Ide tulisan Safir sebagian besar lahir dari kehidupan sehari-hari. Ia kerap menjadikan obrolan dengan teman, keluarga, hingga pengamatan sederhana di lingkungan sekitar sebagai bahan tulisan.
Baginya, kehidupan manusia dengan segala dinamika dan konflik batinnya merupakan sumber cerita yang tidak pernah habis.
“Saya percaya bahwa semakin peka kita terhadap sekitar, semakin kaya pula ide yang bisa dituangkan dalam tulisan,” katanya.
Prestasi Juara 1 lomba cerpen nasional ini menjadi titik penting dalam perjalanan akademik Safir.
Ia menilai kemenangan tersebut bukan hanya pencapaian pribadi, tetapi juga bukti bahwa sastra masih memiliki tempat dan relevansi di tengah perkembangan zaman.
“Ini bukan sekadar soal juara. Ini adalah pengingat bahwa konsistensi, kerja keras, dan keberanian berkarya akan selalu membuahkan hasil,” ujarnya.
Sebagai mahasiswa Sastra Indonesia, Safir berharap prestasinya dapat memotivasi mahasiswa lain untuk terus berkarya dan percaya pada potensi diri masing-masing.
Menurutnya, dunia sastra dan literasi masih membutuhkan banyak suara baru yang berani dan jujur dalam menyampaikan gagasan.
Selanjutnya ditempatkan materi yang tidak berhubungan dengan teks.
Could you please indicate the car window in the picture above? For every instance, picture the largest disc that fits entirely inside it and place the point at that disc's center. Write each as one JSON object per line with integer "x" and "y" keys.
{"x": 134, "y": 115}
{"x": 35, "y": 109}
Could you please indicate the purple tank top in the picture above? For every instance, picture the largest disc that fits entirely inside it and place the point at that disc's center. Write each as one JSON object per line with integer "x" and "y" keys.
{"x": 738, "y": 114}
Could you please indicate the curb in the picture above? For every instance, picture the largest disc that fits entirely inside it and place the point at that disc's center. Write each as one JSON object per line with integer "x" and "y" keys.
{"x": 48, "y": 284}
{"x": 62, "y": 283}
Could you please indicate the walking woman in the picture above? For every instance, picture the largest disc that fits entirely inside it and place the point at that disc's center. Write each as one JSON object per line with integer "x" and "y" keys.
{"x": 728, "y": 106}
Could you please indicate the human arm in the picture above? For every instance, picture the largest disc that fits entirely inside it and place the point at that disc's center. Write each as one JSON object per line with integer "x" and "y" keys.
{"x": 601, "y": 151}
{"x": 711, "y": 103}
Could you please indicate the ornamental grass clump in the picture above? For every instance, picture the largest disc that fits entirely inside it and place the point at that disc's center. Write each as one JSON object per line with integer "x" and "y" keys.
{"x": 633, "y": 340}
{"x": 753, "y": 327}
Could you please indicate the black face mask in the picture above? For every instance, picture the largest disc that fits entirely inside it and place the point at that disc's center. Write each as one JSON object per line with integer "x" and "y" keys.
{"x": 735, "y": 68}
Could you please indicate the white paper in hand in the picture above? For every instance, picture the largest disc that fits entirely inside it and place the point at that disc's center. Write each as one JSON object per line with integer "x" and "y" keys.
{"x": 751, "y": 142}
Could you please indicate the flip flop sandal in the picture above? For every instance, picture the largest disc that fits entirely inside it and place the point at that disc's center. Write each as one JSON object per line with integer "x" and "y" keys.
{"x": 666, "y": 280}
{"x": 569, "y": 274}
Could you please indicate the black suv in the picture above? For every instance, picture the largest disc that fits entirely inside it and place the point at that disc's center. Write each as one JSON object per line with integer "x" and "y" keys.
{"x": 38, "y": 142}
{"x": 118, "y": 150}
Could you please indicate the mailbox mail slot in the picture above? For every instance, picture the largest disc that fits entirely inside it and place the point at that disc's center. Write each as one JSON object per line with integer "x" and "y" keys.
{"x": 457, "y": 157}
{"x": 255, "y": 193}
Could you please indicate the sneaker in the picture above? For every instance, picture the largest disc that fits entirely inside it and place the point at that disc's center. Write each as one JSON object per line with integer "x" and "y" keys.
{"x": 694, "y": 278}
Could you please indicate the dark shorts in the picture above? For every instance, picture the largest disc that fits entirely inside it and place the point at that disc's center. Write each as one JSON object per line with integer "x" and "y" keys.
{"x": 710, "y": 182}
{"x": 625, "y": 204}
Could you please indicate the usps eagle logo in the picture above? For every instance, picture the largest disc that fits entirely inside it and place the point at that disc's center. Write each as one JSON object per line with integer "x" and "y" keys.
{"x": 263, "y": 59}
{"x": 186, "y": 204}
Untuk menjaga konsistensi berkarya di tengah kesibukan kuliah, Safir membiasakan diri menulis secara rutin.
Dia meluangkan waktu setiap dua malam sekali untuk menulis, baik cerpen, esai, maupun melanjutkan proyek pribadi yang telah ia kerjakan dalam jangka panjang.
Salah satu proyek personal tersebut adalah buku berjudul Only One For Oneness. Buku ini telah ia garap secara konsisten hampir tiga tahun terakhir.
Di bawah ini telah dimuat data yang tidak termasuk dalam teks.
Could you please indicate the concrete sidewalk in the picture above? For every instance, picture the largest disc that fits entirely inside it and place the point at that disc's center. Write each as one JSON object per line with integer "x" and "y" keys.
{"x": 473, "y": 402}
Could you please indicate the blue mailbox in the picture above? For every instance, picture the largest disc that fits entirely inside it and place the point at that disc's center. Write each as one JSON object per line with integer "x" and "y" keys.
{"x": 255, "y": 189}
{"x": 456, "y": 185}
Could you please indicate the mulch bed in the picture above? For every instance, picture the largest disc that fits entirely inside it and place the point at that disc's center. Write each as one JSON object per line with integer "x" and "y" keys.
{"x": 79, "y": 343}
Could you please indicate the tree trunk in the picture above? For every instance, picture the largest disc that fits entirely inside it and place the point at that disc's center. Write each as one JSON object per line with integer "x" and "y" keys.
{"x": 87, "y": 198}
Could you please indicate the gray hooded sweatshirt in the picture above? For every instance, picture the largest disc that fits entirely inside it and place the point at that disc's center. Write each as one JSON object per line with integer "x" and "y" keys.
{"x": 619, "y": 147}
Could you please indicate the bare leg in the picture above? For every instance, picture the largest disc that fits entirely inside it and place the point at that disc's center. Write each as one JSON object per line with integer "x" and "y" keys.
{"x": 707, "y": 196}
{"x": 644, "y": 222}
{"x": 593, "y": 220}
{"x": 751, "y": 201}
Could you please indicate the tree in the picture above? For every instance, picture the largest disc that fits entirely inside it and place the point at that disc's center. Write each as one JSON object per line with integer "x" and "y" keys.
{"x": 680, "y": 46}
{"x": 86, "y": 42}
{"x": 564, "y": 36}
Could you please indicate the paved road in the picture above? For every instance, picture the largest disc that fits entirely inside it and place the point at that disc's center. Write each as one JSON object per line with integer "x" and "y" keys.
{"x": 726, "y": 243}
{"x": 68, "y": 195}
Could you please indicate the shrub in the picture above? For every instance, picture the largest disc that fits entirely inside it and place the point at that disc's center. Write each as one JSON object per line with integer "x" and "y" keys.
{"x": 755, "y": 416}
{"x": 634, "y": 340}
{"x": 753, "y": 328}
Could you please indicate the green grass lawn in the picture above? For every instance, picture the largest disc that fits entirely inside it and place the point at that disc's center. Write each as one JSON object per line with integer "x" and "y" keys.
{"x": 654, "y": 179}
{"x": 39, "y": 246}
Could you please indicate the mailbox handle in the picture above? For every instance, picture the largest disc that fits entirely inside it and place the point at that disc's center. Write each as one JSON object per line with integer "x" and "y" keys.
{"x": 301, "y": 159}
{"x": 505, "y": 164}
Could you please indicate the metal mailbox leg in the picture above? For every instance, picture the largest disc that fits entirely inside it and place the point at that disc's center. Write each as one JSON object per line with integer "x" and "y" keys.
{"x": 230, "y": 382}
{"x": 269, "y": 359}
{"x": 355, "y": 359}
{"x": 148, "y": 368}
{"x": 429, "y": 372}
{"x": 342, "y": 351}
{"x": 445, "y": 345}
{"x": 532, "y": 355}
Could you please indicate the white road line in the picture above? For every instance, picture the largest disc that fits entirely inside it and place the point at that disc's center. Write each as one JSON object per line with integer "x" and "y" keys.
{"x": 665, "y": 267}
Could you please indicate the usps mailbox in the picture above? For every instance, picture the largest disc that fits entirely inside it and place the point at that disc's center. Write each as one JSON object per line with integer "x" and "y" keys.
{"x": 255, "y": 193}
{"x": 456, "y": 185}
Proyek tersebut menjadi ruang eksplorasi gagasan, refleksi hidup, serta pencarian makna yang ia rangkum melalui tulisan.
Selain menulis, Safir juga memanfaatkan waktu luang di sela-sela perkuliahan untuk membaca dan mencatat ide.
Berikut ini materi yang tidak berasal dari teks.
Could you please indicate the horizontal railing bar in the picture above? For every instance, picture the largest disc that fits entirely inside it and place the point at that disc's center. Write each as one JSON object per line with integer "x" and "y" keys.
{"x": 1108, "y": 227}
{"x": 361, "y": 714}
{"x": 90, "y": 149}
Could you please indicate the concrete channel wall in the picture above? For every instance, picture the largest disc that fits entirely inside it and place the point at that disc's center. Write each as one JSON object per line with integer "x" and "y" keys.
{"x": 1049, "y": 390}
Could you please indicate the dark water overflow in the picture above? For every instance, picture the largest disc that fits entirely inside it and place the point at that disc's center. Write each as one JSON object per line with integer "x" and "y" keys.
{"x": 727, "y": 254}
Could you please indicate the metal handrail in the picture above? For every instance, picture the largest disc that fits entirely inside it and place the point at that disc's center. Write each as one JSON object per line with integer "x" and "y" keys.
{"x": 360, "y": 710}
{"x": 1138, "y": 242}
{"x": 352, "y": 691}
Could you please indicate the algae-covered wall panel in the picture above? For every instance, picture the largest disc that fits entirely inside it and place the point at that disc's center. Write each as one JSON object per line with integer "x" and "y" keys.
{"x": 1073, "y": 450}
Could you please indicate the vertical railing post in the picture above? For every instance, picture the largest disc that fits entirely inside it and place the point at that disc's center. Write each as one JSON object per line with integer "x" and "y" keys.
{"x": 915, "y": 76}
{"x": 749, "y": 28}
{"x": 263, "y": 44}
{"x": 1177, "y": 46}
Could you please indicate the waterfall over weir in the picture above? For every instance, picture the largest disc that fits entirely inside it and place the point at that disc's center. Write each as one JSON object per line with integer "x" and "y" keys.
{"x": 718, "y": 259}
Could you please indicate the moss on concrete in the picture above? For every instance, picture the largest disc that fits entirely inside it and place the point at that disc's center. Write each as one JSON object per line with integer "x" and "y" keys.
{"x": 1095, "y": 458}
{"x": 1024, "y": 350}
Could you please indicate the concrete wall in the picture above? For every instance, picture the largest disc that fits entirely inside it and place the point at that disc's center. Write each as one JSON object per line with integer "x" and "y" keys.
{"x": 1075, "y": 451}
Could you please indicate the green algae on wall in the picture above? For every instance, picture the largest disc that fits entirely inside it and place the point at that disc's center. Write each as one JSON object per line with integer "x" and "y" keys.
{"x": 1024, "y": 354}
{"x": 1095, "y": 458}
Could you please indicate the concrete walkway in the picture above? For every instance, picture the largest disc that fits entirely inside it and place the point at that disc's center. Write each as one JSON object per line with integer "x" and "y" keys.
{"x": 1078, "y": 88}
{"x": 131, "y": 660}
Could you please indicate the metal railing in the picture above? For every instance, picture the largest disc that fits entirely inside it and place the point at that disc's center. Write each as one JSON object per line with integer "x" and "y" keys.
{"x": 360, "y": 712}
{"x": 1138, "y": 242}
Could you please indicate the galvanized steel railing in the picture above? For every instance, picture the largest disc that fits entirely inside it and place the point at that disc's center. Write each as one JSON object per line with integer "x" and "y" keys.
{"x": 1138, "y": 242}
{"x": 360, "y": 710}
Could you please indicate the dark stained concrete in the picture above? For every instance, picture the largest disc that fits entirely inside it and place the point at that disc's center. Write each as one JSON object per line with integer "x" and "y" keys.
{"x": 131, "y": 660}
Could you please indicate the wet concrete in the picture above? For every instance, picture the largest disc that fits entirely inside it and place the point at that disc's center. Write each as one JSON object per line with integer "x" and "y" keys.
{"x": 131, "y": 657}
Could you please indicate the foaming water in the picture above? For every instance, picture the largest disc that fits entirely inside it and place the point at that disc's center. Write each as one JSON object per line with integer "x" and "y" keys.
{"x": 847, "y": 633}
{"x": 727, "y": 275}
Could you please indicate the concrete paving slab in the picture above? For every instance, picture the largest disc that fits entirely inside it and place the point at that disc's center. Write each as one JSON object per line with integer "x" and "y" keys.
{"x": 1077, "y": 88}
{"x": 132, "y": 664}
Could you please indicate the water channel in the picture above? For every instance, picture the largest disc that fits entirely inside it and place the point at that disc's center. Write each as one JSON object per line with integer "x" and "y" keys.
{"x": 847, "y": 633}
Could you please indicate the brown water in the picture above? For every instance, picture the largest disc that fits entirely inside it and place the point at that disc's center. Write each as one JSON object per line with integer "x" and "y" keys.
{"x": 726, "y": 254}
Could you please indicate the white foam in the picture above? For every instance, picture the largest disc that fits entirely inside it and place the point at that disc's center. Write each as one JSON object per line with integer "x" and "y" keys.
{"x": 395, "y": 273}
Meski tidak selalu menghasilkan tulisan panjang, ia berusaha tetap menulis agar tidak kehilangan ritme kreatif.
“Bagi saya, konsistensi bukan tentang menulis banyak setiap hari, tetapi tentang terus hadir dalam proses kreatif meskipun sedang sibuk,” katanya.
Ke depan, Safir menjadikan prestasi ini sebagai bahan refleksi agar tidak cepat berpuas diri.
Ia ingin terus mengembangkan diri, memperbanyak karya, serta menjangkau lebih banyak pembaca melalui tulisan-tulisannya.
Ia berharap karya-karyanya dapat memberi manfaat, menjadi suara bagi mereka yang kesulitan mengekspresikan perasaan dengan kata-kata, serta turut berkontribusi dalam pengembangan literasi dan pemahaman Bahasa Indonesia di masyarakat luas.